HOWTO: Build an OpenMinTeD runnable component based on AlvisNLP/ML docker image

This document describes how to setup an OpenMinTeD runnable component from the AlvisNLP/ML modules.

We use the AlvisNLP/ML framework packaged as a docker image (available into docker hub) that includes all AlvisNLP/ML modules and ressources. The guidelines specifically describe how AlvisNLP/ML “plans” are used to adapt modules as runnable components and how the components are described to fit OpenMinTeD requirements.

Requirements

  • docker version 1.13.1
  • 4Gb available on disque
  • Basic XML and Java knowledge

AlvisNLP/ML Basics

AlvisNLP/ML framework is a corpus processing engine that features a library of processing modules. These library includes modules for tokenization, sentence splitting, POS-tagging, parsing, NER, relation extraction, etc.

A plan is a preconfigured receipt using the Alvis elementary components in order to define a specific runable module. These runnable modules are workflows but in this OpenMinTeD context they are seen as OpenMinTeD compatible modules. Thus, rather than composing several modules, a plan here lets us just adapt an Alvis module to an OpenMinTeD component by preparing the interface for its inputs, outputs and parameters.

Define a runnable component with an Alvis plan

A plan for a runnable component is a XML file (with extension .plan) that contains 3 parts : a read part that configures the inputs, a write part that configures the outputs, and a process part that configures the task of the Alvis module being adapted as an OpenMinTeD runnable component.

The following plan adapts the Alvis module named WoSMig to an runnable component. WoSMig do tokenization of text documents. The plan is composed of the Alvis module TextFileReader to read text files, the module TabularExport to export the results as tabular forms, and the process module WoSMig doing the tokenization task. All runnable components are set in this way, it is just the read and write parts who changes according to the needs. The process modules to use are available into Alvis. Alvis also has several typical modules for the read and write parts (new modules can also be implemented, for example to convert new formats).

<alvisnlp-plan id="OMTD_WoSMig">
	<read class="TextFileReader"/>
	<annotation class="WoSMig"/>
	<write class="TabularExport"/>
</alvisnlp-plan>

You can feed values of parameters (that don’t require to be used as input parameter of the component) into the plan. That has the double advantage of recording the optimal parameters and values and reducing for the end user the number of input parameters to consider. In the following modified plan parameters ponctuations and balancedPuntuations of module WoSMig are fed.

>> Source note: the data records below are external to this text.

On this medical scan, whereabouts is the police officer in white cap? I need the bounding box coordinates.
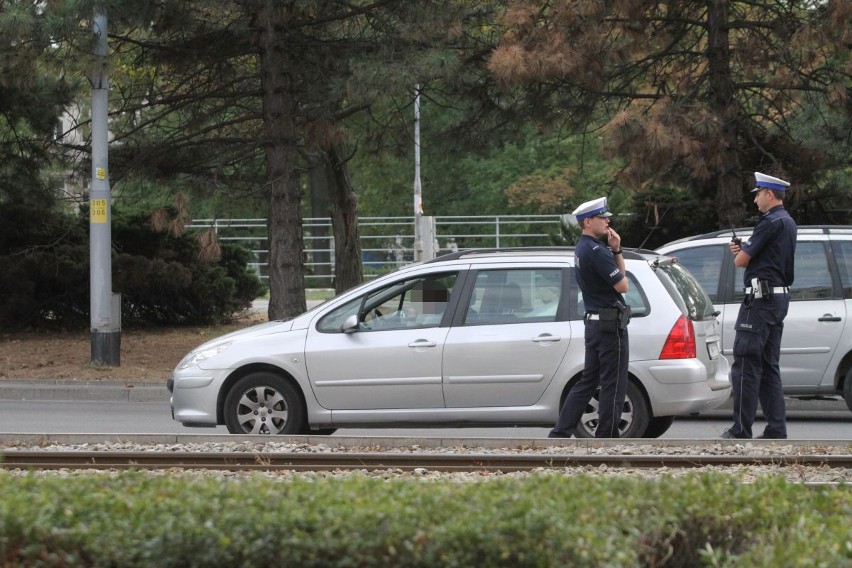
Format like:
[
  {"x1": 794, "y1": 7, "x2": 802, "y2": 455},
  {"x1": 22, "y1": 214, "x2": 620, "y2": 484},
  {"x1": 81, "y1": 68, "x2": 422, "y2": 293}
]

<alvisnlp-plan id="OMTD_WoSMig">
	<read class="TextFileReader"/>
	<annotation class="WoSMig">
  		<punctuations>?.!;,:-</punctuations>
  		<balancedPunctuations>()[]{}""</balancedPunctuations>
	</annotation>
	<write class="TabularExport"/>
</alvisnlp-plan>

IMPORTANT: Note that, what interests us here is using the Alvis plans to make the Alvis modules compatible with OpenMinTeD. Plans are used in a general way to define complexe workflows. A more complete presentation of how to write plans is available here.

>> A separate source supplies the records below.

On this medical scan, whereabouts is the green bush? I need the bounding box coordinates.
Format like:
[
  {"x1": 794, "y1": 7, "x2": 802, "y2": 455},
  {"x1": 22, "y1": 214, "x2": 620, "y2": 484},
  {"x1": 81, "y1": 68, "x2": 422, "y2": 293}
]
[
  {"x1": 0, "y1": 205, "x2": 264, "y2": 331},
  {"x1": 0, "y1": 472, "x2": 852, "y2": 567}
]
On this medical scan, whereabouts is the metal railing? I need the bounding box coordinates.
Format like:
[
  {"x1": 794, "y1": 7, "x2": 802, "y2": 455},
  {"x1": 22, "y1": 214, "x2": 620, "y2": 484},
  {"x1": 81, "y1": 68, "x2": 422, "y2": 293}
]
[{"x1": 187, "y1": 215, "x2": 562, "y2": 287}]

The previous plan defines an autonomous and runnable component that can be executed with the following command. The -v option is used to mount the directory where the input and output data will be accessed by the docker image. mandiayba/alvisengine:1.0.0 is used to identify the docker image and alvisnlp is used to run the alvisengine on the parameters. The defined plan is fed as a parameter to the alvis engine.

docker run -i --rm -a stderr -v $PWD/workdir:/opt/alvisnlp/data mandiayba/alvisengine:1.0.0 
           alvisnlp
           -param read sourcePath /opt/alvisnlp/data[/path/to/text/files]  # `sourcePath` to locate input by component `TextFileReader`
           -param write outDir /opt/alvisnlp/data[/path/to/the/outdirectory/] # `outDir` to locate output by component `TabularExport` 
	   -param WoSMiG ... # params can be added to component `WoSMig` if needed
           /path/to/the/plan.plan

Defining a plan requires you to know Alvis and its modules. However, most of the time you will be re-using existing plans that are created by the Alvis developers. To know which modules to use, you can ckeck in command line with a docker container using the following commands.

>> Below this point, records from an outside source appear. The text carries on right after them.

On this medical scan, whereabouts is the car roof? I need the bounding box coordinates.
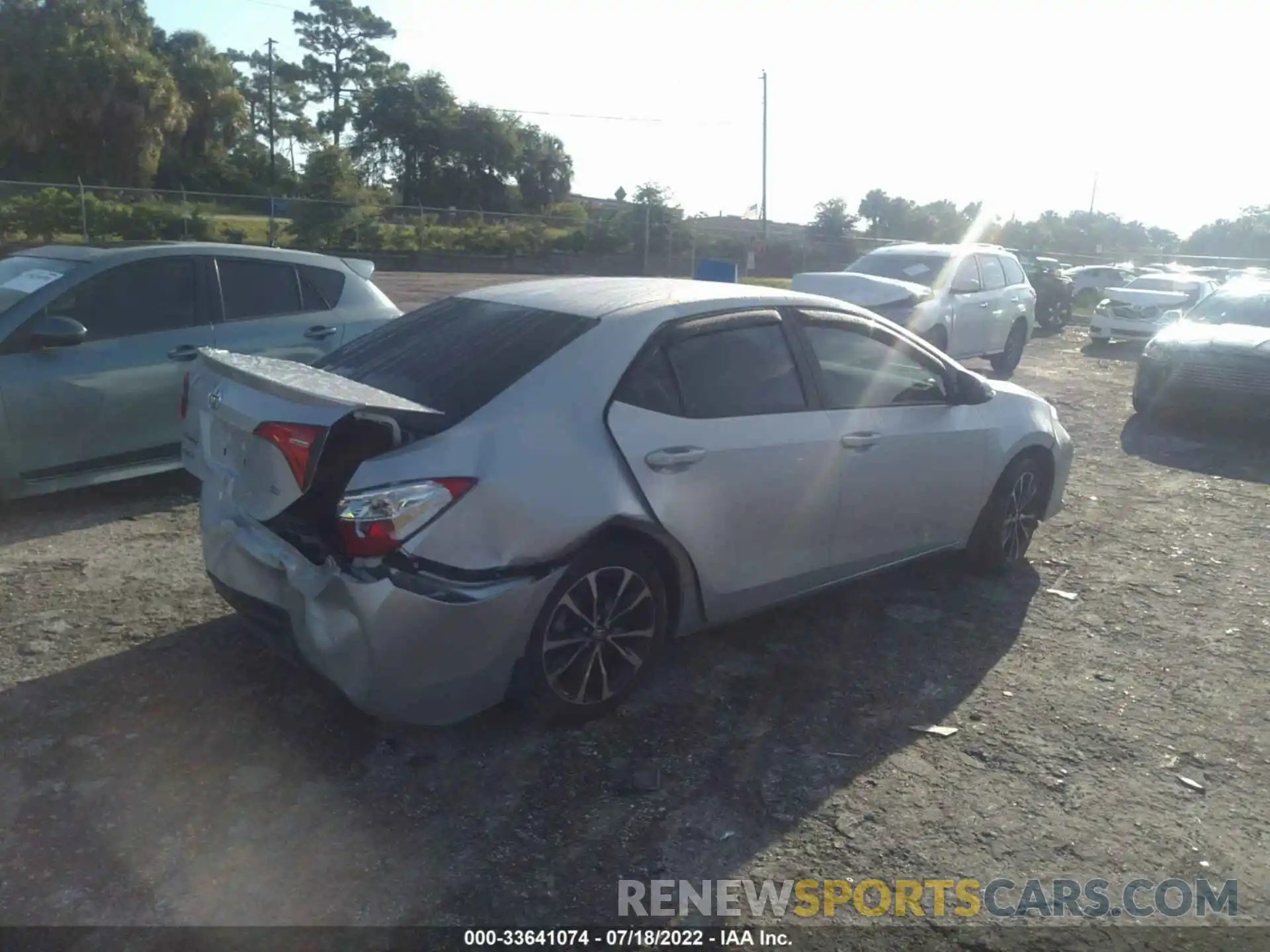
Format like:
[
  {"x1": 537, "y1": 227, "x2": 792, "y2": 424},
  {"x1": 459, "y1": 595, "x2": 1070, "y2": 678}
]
[
  {"x1": 458, "y1": 278, "x2": 859, "y2": 319},
  {"x1": 14, "y1": 241, "x2": 358, "y2": 268}
]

docker run mandiayba/alvisengine:1.0.0 alvisnlp -supportedModules # Alvis general help

docker run mandiayba/alvisengine:1.0.0 alvisnlp -supportedModules # list modules, including some typical readers and writers

docker run mandiayba/alvisengine:1.0.0 alvisnlp -supportedConversions # list more complex converters

docker run run mandiayba/alvisengine:1.0.0 alvisnlp -moduleDoc WoSMig # a user-document of component named `WoSMig` 

Describe the runnable component for OpenMinTeD

With the autonomous and runnable component, OpenMinTeD requires you to provide a description based on the OpenMinTeD Metadata Schema for the component. We thus use that schema to describe the component. At least, the description instances of the mandatory elements of the OpenMinTeD Schema are required. Alvis automatically generates some element instances of the schema (module name and presentation, input and output parameter description, etc.), some others currently need to be defined by hand (i.e., external resources, citation, etc.). Regardless the method, what is important is to provide a valid XML description (against the schema) of the component.

A particular attention is required for the metadata directly related to the component execution. They are those used to execute a component including command, input and output parameters. The command metadata (see command element) is similar to the command presented in the previous section, with the values of the parameters contained in variables referencing parameter names of the component. The plan is seen as an ancillary resource identified and localized with metadata element relatedResource.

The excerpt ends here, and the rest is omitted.